Bagaimana tidak dikatakan hal yang pokok dalam agama, pengetahuan
tentang “di mana Allah?” tatkala ternyata Rosulullah shallallahu ‘alaihi
wa sallam menjadikannya sebagai dalil akan kebenaran iman seseorang.
Di
dalam Shohih Muslim, dan Sunan Abi Daud, Sunan An Nasa`i, dan lainnya
dari sahabat Mu’awiyah bin Hakam as Sulami, ia berkata:
Aku punya
seorang budak yang biasa menggembalakan kambingku ke arah Uhud dan
sekitarnya, pada suatu hari aku mengontrolnya, tiba-tiba seekor serigala
telah memangsa salah satu darinya -sedang aku ini seorang laki-laki
keturunan Adam yang juga sama merasakan kesedihan- maka akupun amat
menyayangkannya hingga kemudian akupun menamparnya (menampar budaknya,
pent.), lalu aku mendatangi Nabi shallallahu ‘alaihi wa sallam dan
kuceritakan kejadian itu padanya. Beliau membesarkan hal itu padaku, aku
pun bertanya, “Wahai Rosulullah apakah aku harus memerdekakannya?”

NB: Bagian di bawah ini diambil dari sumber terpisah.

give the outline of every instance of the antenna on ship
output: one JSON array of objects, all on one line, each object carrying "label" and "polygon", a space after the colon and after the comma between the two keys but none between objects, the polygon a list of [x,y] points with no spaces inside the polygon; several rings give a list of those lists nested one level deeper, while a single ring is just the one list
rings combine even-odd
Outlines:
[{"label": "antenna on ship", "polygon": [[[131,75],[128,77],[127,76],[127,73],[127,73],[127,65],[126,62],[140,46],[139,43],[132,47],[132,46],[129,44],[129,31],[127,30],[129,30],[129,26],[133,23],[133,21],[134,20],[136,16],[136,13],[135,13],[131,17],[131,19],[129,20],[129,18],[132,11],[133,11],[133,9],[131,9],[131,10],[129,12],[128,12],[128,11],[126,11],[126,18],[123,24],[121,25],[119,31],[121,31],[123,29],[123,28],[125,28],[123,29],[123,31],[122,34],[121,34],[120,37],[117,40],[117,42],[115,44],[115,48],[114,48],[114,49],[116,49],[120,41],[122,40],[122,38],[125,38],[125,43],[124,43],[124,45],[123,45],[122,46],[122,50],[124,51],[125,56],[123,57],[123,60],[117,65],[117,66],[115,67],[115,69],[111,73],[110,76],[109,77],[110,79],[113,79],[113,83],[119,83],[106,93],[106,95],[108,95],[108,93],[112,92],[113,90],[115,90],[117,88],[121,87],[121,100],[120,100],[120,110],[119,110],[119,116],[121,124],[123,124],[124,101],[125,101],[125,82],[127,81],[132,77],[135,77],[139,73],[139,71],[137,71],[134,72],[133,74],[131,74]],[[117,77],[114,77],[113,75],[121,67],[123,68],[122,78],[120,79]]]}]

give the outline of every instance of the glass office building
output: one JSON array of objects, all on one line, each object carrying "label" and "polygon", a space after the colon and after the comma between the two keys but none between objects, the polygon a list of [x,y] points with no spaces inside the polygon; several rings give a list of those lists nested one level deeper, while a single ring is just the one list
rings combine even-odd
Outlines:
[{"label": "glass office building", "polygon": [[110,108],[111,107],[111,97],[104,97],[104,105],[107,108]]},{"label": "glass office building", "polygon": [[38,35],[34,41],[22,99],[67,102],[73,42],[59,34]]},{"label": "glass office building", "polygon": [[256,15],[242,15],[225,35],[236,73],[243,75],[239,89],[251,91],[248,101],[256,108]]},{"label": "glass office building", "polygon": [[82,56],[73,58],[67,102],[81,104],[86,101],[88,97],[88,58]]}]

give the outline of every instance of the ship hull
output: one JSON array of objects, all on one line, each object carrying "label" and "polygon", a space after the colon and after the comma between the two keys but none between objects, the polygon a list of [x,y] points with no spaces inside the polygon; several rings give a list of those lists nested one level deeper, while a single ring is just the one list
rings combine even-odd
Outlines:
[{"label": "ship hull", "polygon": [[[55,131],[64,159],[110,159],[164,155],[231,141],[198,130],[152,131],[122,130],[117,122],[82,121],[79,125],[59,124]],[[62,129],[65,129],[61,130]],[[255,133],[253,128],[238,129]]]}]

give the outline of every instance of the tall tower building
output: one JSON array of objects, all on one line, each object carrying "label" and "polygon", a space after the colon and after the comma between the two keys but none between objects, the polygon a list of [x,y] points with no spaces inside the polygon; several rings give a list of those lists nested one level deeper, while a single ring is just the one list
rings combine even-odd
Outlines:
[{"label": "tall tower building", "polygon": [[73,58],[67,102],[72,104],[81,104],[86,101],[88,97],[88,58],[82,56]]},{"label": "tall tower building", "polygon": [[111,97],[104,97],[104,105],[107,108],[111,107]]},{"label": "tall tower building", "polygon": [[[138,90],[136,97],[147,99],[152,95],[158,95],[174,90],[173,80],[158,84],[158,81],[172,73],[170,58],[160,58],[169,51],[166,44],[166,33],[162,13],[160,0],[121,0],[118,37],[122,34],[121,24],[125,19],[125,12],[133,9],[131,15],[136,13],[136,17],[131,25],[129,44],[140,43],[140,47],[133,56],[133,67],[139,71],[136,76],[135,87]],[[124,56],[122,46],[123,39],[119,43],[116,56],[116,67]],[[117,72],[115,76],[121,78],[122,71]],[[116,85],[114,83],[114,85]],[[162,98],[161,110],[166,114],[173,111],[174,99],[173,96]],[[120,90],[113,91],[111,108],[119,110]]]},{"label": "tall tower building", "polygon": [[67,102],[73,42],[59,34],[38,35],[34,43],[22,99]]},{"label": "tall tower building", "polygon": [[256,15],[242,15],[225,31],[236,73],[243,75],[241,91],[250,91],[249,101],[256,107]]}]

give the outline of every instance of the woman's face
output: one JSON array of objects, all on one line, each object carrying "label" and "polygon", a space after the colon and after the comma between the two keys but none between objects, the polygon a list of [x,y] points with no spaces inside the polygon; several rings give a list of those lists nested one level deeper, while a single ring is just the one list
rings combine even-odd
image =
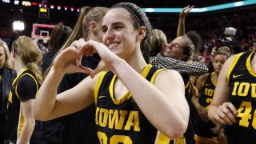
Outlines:
[{"label": "woman's face", "polygon": [[215,55],[213,61],[213,66],[215,73],[219,73],[222,68],[222,66],[226,60],[226,56],[223,54]]},{"label": "woman's face", "polygon": [[169,43],[168,46],[163,51],[165,57],[170,57],[175,59],[182,59],[185,55],[183,54],[184,40],[182,37],[178,37]]},{"label": "woman's face", "polygon": [[6,53],[2,46],[0,46],[0,69],[2,69],[6,62]]},{"label": "woman's face", "polygon": [[102,22],[103,43],[113,53],[124,59],[134,54],[140,44],[133,22],[130,13],[123,8],[110,9]]}]

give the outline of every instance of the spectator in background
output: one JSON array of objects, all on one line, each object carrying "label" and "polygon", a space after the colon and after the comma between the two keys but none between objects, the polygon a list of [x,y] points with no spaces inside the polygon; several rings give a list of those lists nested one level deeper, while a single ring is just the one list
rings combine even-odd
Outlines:
[{"label": "spectator in background", "polygon": [[[80,39],[56,57],[38,92],[35,117],[54,118],[95,102],[102,143],[154,143],[158,130],[170,138],[182,136],[189,117],[184,84],[176,71],[146,63],[151,26],[146,14],[133,3],[117,3],[104,16],[102,30],[105,45]],[[75,62],[94,50],[102,59],[94,70]],[[56,95],[64,74],[78,71],[91,78]]]},{"label": "spectator in background", "polygon": [[232,55],[219,74],[208,116],[225,125],[227,143],[256,143],[255,51]]},{"label": "spectator in background", "polygon": [[2,144],[4,143],[6,134],[8,95],[15,77],[7,44],[0,39],[0,143]]},{"label": "spectator in background", "polygon": [[64,26],[62,22],[58,23],[52,30],[47,47],[48,52],[44,54],[42,58],[42,74],[44,74],[50,65],[55,54],[62,48],[71,33],[72,29],[69,26]]},{"label": "spectator in background", "polygon": [[194,139],[197,144],[218,143],[217,136],[221,126],[216,126],[212,122],[209,121],[207,111],[213,98],[219,72],[225,61],[230,56],[229,53],[222,50],[218,50],[213,55],[214,71],[205,74],[198,78],[196,88],[198,93],[194,94],[191,98],[192,103],[200,117],[197,118],[195,125]]},{"label": "spectator in background", "polygon": [[42,53],[32,38],[18,37],[12,45],[11,61],[17,77],[8,96],[6,143],[38,144],[34,102],[42,78],[37,61]]},{"label": "spectator in background", "polygon": [[[74,31],[58,54],[81,38],[86,41],[94,40],[102,42],[102,22],[107,10],[106,7],[84,7]],[[94,54],[92,57],[82,57],[81,62],[84,66],[94,69],[99,60],[98,54]],[[50,66],[53,66],[53,63]],[[49,70],[46,71],[45,77],[48,74]],[[66,74],[58,86],[58,94],[73,88],[87,76],[88,74],[84,73]],[[94,111],[95,105],[93,103],[76,113],[42,122],[39,144],[73,144],[88,142],[97,143]]]}]

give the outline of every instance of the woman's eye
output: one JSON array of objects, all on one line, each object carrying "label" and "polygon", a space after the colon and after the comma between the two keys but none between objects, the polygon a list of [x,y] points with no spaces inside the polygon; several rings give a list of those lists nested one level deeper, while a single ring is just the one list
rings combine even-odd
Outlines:
[{"label": "woman's eye", "polygon": [[103,33],[103,34],[106,34],[107,29],[102,29],[102,33]]},{"label": "woman's eye", "polygon": [[122,27],[121,26],[114,26],[114,29],[115,30],[120,30],[120,29],[122,29]]}]

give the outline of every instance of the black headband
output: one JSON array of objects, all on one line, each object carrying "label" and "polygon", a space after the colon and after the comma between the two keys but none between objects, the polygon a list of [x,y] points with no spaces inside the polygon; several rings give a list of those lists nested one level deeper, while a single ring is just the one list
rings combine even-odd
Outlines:
[{"label": "black headband", "polygon": [[131,14],[131,15],[136,19],[136,21],[137,21],[137,22],[138,22],[138,24],[139,24],[139,26],[143,26],[143,25],[142,24],[142,22],[139,21],[138,18],[138,17],[135,15],[135,14],[133,12],[133,10],[130,10],[129,7],[118,4],[118,5],[115,5],[115,6],[112,6],[111,8],[114,8],[114,7],[122,7],[122,8],[126,9],[126,10],[128,10],[128,11]]}]

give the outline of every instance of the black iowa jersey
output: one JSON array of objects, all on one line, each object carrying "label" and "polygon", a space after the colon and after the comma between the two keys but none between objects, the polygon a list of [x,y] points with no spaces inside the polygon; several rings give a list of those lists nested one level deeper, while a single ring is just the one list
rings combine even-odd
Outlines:
[{"label": "black iowa jersey", "polygon": [[[214,72],[208,74],[206,81],[202,83],[202,89],[198,99],[200,105],[205,107],[207,111],[213,100],[216,86],[216,83],[214,82]],[[204,143],[217,143],[217,135],[212,131],[215,126],[211,121],[204,122],[198,116],[197,118],[197,125],[195,126],[194,139]]]},{"label": "black iowa jersey", "polygon": [[[147,65],[142,76],[154,84],[161,70]],[[95,123],[100,143],[154,143],[158,130],[142,114],[131,94],[127,92],[120,100],[114,99],[116,78],[112,72],[103,72],[95,86]]]},{"label": "black iowa jersey", "polygon": [[236,122],[228,126],[228,143],[256,143],[256,72],[251,61],[254,51],[235,56],[227,74],[229,99],[236,107]]},{"label": "black iowa jersey", "polygon": [[25,121],[21,102],[34,99],[38,90],[38,81],[28,69],[24,70],[14,80],[7,103],[6,140],[16,142],[21,134]]},{"label": "black iowa jersey", "polygon": [[214,82],[213,76],[214,72],[207,75],[206,82],[202,85],[202,93],[199,97],[199,103],[208,111],[209,106],[213,101],[216,83]]}]

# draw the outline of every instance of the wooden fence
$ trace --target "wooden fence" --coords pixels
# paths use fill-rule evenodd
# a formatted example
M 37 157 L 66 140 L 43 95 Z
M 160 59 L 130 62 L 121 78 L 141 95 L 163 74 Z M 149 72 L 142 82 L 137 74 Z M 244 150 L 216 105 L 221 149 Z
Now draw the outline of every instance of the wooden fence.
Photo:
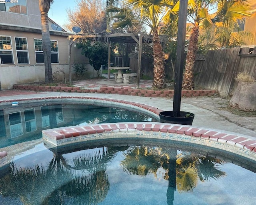
M 130 67 L 137 72 L 138 60 L 130 58 Z M 166 62 L 165 73 L 169 80 L 174 79 L 170 62 Z M 142 60 L 141 70 L 153 76 L 152 62 Z M 237 85 L 235 78 L 238 73 L 248 72 L 256 79 L 256 47 L 236 47 L 213 50 L 207 54 L 197 54 L 194 66 L 195 87 L 216 89 L 223 95 L 232 94 Z
M 194 66 L 195 86 L 231 94 L 237 85 L 235 78 L 238 73 L 248 72 L 256 79 L 255 53 L 255 48 L 236 47 L 197 55 Z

Beliau menjawab, “Panggil dia kemari!” Aku segera memanggilnya, lalu
beliau bertanya padanya, “Di mana Allah?” Dia menjawab, “Di langit.”
“Siapa aku?” tanya Rosul. “Engkau Rosulullah (utusan Allah)” ujarnya.
Kemudian Rosulullah berkata padaku, “Merdekakan dia, sesungguhnya dia
seorang mu`min.”
Di dalam hadits ini terkandung tiga pelajaran yang sangat signifikan.
Pertama: Nabi shallallahu ‘alaihi wa sallam menetapkan keimanan sang
budak ketika ia mengetahui bahwa Allah di atas langit.
Kedua:
Disyari’atkannya ucapan seorang muslim yang bertanya “Di mana Allah?”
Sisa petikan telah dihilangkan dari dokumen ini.